I stop in Fargo, passing back over the Red River of the North into the Dakotas and have breakfast at Denny’s. It is certainly not my first choice but I am hungry and I want to eat and get back on the road. When I emerge from the restaurant, the blue sky has complete disappeared under a dark gray cloud and I marvel at how in thirty minutes the weather can shift so dramatically. I drive for most of the day under a black cloud that seems to be stretched across the sky in southeasterly manner but every time I think I am going to get out from under it, the wind shifts and the cloud continues to sit over my car, dumping heavy rain on me at thirty minute intervals.
The hills of North and South Dakota look like a poorly maintained golf course. They are brown and craggy with old fence posts and tenuous-looking wire guarding their property or keeping cattle contained. At one farm, a lone barn with no foundation looks as if it dates from the late nineteenth century. It sits at an angle amongst freshly rolled bales of hay on a landscape that looks like the waves of a rough sea.
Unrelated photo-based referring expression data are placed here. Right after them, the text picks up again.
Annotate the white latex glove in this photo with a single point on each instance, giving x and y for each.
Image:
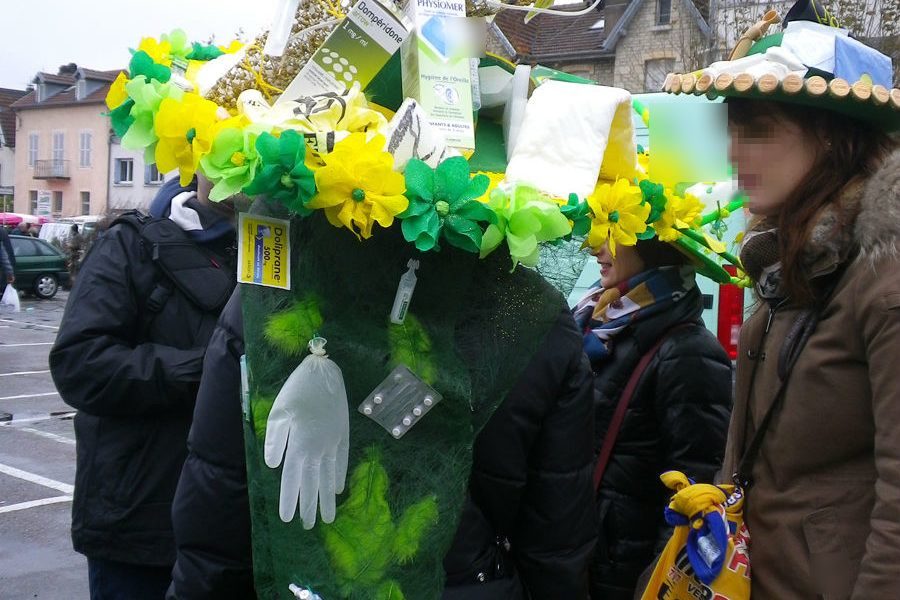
(310, 427)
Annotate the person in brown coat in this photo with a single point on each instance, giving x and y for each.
(817, 387)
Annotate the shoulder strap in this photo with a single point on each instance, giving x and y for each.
(796, 339)
(609, 440)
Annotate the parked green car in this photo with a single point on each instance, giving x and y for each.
(40, 267)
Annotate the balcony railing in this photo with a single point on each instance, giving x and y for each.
(51, 169)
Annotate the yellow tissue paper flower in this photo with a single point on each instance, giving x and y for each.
(680, 213)
(358, 186)
(619, 215)
(117, 94)
(160, 52)
(186, 130)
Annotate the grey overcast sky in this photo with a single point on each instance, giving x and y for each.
(41, 35)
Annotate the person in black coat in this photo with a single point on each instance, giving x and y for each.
(530, 477)
(677, 418)
(128, 357)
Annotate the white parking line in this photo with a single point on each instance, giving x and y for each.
(34, 503)
(33, 478)
(24, 373)
(29, 324)
(21, 396)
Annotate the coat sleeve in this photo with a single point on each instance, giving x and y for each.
(95, 364)
(879, 318)
(541, 478)
(211, 510)
(693, 407)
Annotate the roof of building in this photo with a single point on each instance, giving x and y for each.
(554, 37)
(68, 96)
(8, 117)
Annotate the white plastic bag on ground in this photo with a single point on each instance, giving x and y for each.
(10, 299)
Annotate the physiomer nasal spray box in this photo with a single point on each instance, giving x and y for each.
(436, 63)
(354, 52)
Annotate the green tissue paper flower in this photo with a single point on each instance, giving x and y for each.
(231, 164)
(579, 213)
(142, 64)
(525, 218)
(291, 329)
(204, 53)
(365, 541)
(282, 174)
(147, 95)
(443, 201)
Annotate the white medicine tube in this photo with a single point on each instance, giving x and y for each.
(404, 293)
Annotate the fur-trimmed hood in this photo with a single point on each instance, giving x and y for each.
(864, 219)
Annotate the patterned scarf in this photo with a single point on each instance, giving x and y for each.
(602, 314)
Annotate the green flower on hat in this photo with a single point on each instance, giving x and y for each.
(145, 98)
(525, 218)
(142, 64)
(282, 174)
(231, 164)
(578, 213)
(443, 201)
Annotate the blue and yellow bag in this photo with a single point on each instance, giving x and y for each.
(707, 556)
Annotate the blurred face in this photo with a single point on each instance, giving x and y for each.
(624, 266)
(771, 157)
Cattle dots the hills, which roll with rockiness in some places and then are without a single rise or fall all the way to the horizon in another.
The majority of towns in North and South Dakota seem to be built along the major route through the town, whether it be 75 or 81. As you approach the town, you see the skyscraping industrial buildings, either dealing in feed or seed or sand or gravel and then after you pass the ugly, steel gray building, you see a few businesses and houses and then the corn fields and ranches return. This routine happened without fail the entire way south through the two states, almost like the same person was the town planner for every hamlet in the Dakotas.
In the evening, the sky becomes blue and the air warms and I stop at dusk by Silver Lake, which is so small it is not even on my map. The lake sits off route 81 and actually looks metallic in the fading light. I stay the night in Yankton, SD. The town sits on the Missouri River, which creates the border of South Dakota and Nebraska. The old woman at the desk is slow and it takes her more than twenty minutes to complete my transaction. When I tell her about my travels, she tells me about her own and how she drove to Iowa with her niece to find her brother’s grave and couldn’t find it. After this exhausting encounter I retire to my room and fall asleep.